401A to a IRA rollover, then convert to Roth IRA over several years

Hello,

I learned from Fidelity that my 401A employer plan held in Fidelity of $120,000 has to be a 100% rollover to a IRA rollover if I wanted to do partial Roth IRA conversions over several years (ease tax burden for me) or do a 100% conversion of my 401A employer plan to my Fidelity Roth IRA for the entire amount of $120,000 and pay the taxes on that entire amount. In my 403B employer plan held in Fidelity, I am able to do Roth IRA conversions of any amount which I am currently doing. Seems my 401A employer plan has restrictions.

Just want to be sure I can do partial conversions to my Roth IRA over several years once I do the IRA rollover. All of this would be within Fidelity. No issues with 5 year rule since my Roth IRA is over 15 years (sadly unable to contribute since retired), am over 59.5 years and recently retired. I think I got correct info, but wanted to be sure since this is all new to me.

Thank you.
Bella



There are no restrictions on the frequency or amount that you can convert from a traditional IRA to a Roth IRA.  Partial conversions are permitted.
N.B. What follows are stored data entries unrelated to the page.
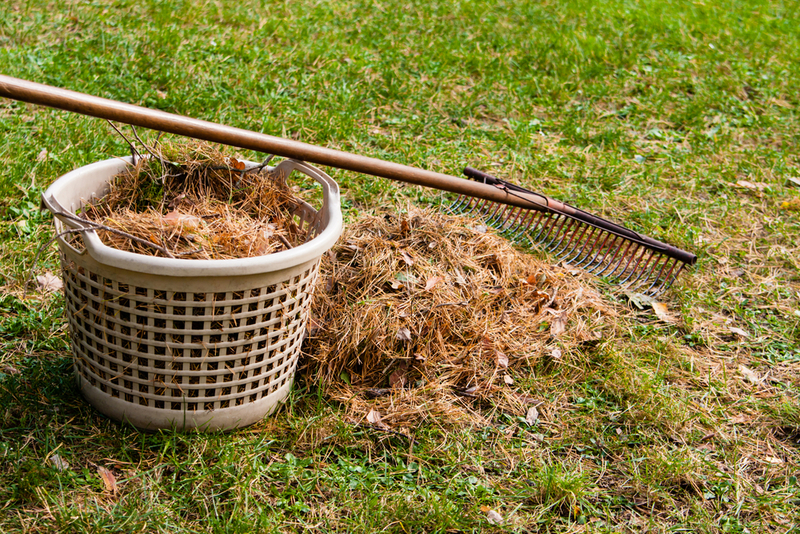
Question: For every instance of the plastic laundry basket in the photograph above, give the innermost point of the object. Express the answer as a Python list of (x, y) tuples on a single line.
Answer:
[(162, 342)]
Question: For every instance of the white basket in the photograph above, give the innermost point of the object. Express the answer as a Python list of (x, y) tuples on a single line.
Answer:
[(178, 343)]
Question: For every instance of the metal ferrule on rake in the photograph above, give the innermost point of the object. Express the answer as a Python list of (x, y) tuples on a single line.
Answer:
[(575, 236), (601, 247)]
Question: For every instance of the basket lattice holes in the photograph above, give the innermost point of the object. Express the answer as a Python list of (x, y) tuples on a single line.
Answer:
[(186, 351)]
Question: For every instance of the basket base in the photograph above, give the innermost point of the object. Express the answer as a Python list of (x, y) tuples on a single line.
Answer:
[(147, 418)]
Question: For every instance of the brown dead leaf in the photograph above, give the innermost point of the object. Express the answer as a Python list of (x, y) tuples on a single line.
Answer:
[(753, 186), (109, 480), (532, 416), (9, 370), (374, 418), (407, 257), (780, 102), (662, 312), (236, 164), (502, 360), (404, 334), (738, 331), (791, 205), (432, 281), (750, 375), (313, 326), (184, 220), (558, 324), (397, 379), (48, 282), (59, 463), (494, 518)]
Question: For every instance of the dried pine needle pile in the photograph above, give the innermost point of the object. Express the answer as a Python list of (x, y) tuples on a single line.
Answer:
[(422, 314), (191, 201)]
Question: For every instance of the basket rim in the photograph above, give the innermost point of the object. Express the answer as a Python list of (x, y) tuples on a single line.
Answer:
[(99, 172)]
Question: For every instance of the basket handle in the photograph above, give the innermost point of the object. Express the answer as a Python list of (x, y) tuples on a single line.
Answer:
[(50, 202)]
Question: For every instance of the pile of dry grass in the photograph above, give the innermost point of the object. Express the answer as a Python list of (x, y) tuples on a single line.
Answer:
[(420, 315), (192, 201)]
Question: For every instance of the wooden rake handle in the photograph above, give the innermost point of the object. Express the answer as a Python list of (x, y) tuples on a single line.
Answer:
[(45, 95)]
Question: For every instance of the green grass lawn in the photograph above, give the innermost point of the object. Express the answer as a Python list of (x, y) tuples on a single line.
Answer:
[(679, 119)]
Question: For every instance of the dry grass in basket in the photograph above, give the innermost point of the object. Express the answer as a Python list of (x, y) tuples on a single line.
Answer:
[(192, 201), (419, 315)]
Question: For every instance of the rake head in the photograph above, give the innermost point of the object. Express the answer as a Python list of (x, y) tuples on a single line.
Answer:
[(621, 256)]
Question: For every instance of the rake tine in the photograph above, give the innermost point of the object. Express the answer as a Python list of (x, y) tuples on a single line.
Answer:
[(622, 257), (515, 212), (634, 252), (600, 260), (492, 219), (563, 231), (460, 202), (617, 249), (585, 244), (561, 254), (477, 207), (533, 220), (555, 230), (641, 254), (597, 253), (635, 282), (669, 281), (658, 278), (647, 273), (551, 221)]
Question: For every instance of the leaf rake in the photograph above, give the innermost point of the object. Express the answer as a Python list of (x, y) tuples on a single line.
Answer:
[(603, 248)]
Thank you for your response.  Is there a difference between a Rollover IRA and Traditional IRA?

As far as the tax code and the IRS are concerned there is no difference between a Rollover IRA and a regular traditional IRA.  “Rollover IRA” is a leftover from when there was a requirement in the tax code that a rollover from an IRA to an employer plan can come only from a so-called “conduit IRA,” but that requirement was eliminated in 2004.  It seems that there are still employer plans that haven’t learned this yet and will still only accept rollovers that originate from Rollover IRAs rather than any other type of traditional IRA.

  • They are both traditional IRAs, but a rollover IRA has been exclusively funded from qualified plan rollovers, no regular IRA contributions. A rollover IRA may have better creditor protection in some states. 
  • Some employer plans only allow lump sum distributions (no partial distributions) after separation from service, and your 401a happens to be one of those, while your 403b is not. Since you plan to do incremental Roth conversions each year anyway, it will be probably be easier to do these from your IRA.